Disney’s Research Hub is one of my favorite things on the Internet. Just about every time they release a new video, it’s something immediately understandable (in terms of its use cases) and yet deeply complex (in terms of the execution.)
Take this software they’ve just demonstrated: it lets the user create a 3D-printable mount to connect just about anything (your phone, a controller, a tea cup) to just about anything else (your desk, your car, a guitar.)
So why does this matter?
Because if 3D printing is ever going to matter to the general public, it needs to tackle two huge hurdles: it needs to do more than print mostly-useless plastic tchotchkes (think integrated electronics printing, a la the Voltera), and it needs to be far more accessible than it currently is. No one wants to learn how to use CAD/Blender/etc. just to use a 3D printer.

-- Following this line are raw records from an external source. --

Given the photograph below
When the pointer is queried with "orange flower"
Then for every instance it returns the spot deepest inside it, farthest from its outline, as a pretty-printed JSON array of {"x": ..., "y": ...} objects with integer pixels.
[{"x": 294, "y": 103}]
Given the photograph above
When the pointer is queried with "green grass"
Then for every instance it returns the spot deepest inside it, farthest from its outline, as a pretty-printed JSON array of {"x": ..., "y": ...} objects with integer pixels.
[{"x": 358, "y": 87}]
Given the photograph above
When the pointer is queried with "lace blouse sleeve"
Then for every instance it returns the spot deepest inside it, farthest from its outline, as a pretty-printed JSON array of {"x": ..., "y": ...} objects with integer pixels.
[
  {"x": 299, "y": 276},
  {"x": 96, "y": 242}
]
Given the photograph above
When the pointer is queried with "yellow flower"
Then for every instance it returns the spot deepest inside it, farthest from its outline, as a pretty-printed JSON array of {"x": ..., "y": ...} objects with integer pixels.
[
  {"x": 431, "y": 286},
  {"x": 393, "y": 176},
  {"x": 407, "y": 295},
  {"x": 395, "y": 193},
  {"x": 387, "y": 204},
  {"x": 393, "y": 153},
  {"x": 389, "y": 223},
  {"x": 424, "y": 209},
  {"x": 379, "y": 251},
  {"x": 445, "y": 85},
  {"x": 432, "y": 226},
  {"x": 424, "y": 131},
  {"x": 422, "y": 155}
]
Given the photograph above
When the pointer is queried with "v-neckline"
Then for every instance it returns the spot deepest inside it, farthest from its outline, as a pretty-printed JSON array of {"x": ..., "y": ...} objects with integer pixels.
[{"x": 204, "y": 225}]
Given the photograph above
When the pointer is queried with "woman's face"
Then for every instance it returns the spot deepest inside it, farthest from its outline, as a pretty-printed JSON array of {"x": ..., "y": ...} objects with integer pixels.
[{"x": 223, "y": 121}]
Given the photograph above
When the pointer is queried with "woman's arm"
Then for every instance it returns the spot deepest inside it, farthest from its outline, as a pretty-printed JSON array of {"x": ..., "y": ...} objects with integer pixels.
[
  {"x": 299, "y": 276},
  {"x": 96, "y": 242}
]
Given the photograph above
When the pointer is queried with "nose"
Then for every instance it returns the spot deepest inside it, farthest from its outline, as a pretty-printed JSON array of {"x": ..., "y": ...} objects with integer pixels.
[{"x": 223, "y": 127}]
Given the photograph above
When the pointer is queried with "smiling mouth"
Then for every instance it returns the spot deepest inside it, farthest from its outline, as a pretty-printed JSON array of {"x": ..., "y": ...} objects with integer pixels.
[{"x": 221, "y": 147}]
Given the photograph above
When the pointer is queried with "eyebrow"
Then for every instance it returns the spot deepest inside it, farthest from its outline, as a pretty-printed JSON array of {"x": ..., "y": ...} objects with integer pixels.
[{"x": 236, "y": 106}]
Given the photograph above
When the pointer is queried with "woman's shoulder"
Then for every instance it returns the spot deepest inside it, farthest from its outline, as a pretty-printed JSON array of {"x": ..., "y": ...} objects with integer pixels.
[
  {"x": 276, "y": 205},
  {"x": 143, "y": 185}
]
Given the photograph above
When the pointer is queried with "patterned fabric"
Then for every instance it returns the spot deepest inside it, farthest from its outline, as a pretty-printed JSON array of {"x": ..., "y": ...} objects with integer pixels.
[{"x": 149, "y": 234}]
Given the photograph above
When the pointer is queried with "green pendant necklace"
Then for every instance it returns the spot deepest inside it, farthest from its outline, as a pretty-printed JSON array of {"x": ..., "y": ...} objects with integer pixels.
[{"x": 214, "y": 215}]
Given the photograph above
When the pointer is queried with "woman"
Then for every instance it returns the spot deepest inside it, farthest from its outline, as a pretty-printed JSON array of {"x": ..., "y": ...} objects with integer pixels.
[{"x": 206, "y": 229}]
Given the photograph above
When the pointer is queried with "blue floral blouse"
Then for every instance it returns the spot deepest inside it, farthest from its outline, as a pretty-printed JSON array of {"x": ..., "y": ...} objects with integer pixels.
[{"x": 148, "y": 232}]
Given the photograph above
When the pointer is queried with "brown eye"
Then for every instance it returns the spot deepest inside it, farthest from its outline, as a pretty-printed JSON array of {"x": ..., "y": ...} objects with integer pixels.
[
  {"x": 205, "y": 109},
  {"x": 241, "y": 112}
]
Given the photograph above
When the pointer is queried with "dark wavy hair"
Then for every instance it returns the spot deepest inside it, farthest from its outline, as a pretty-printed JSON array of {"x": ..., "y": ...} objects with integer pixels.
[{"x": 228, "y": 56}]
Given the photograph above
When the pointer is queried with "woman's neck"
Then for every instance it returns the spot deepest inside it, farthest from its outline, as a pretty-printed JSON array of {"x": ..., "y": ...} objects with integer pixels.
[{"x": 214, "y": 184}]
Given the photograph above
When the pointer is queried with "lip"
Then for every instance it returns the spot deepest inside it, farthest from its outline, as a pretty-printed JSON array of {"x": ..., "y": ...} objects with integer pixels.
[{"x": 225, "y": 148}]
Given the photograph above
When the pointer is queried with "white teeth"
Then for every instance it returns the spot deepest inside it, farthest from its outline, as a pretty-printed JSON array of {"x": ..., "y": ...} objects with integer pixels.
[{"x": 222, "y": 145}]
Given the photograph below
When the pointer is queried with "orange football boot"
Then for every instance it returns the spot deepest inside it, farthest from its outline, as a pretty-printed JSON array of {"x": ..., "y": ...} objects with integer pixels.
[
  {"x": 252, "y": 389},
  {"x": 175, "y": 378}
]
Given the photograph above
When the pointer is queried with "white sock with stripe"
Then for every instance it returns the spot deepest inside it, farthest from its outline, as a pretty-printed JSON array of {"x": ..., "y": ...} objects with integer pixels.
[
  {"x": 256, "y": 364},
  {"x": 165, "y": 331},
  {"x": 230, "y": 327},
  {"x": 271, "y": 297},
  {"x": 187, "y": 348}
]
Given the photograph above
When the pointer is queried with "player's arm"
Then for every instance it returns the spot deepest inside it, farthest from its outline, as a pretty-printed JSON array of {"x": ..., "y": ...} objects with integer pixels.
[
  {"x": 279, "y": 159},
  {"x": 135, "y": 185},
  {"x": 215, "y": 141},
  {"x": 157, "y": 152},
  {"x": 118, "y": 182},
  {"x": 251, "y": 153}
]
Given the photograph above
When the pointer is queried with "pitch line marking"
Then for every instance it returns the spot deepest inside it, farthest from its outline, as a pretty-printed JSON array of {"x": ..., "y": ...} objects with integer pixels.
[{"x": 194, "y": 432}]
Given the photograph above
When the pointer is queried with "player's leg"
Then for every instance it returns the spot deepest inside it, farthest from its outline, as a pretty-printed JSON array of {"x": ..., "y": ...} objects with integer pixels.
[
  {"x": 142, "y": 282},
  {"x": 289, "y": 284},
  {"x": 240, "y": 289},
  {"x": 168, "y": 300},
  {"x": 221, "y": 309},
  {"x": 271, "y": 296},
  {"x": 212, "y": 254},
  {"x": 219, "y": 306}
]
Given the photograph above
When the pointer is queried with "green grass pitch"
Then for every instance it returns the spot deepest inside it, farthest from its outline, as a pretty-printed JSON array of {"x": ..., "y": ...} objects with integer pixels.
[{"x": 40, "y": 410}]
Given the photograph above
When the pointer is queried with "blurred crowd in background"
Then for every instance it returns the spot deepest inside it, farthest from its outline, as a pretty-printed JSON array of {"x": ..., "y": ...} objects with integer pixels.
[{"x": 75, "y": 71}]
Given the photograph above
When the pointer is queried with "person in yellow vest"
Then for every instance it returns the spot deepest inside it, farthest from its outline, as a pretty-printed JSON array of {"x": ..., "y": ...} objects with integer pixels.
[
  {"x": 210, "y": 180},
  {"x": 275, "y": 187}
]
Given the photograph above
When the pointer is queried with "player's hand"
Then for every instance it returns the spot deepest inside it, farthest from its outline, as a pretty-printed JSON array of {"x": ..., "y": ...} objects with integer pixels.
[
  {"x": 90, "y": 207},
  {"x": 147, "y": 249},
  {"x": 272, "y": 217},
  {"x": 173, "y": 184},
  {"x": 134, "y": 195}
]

Something like this allows is the first step toward allowing Joe Clueless to say “Hey, I have this table and this phone. Make me a mount!” and have it just happen. No modeling needed, no digging through Thingiverse for a mount that may or may not actually work with your phone.
Or you could say “I have this tea cup and I want to mount it to my guitar. Why? DON’T ASK QUESTIONS, COMPUTER. JUST CREATE.” and bam: it’s called out from the ether like you’re some sort of plastic-extruding sorcerer.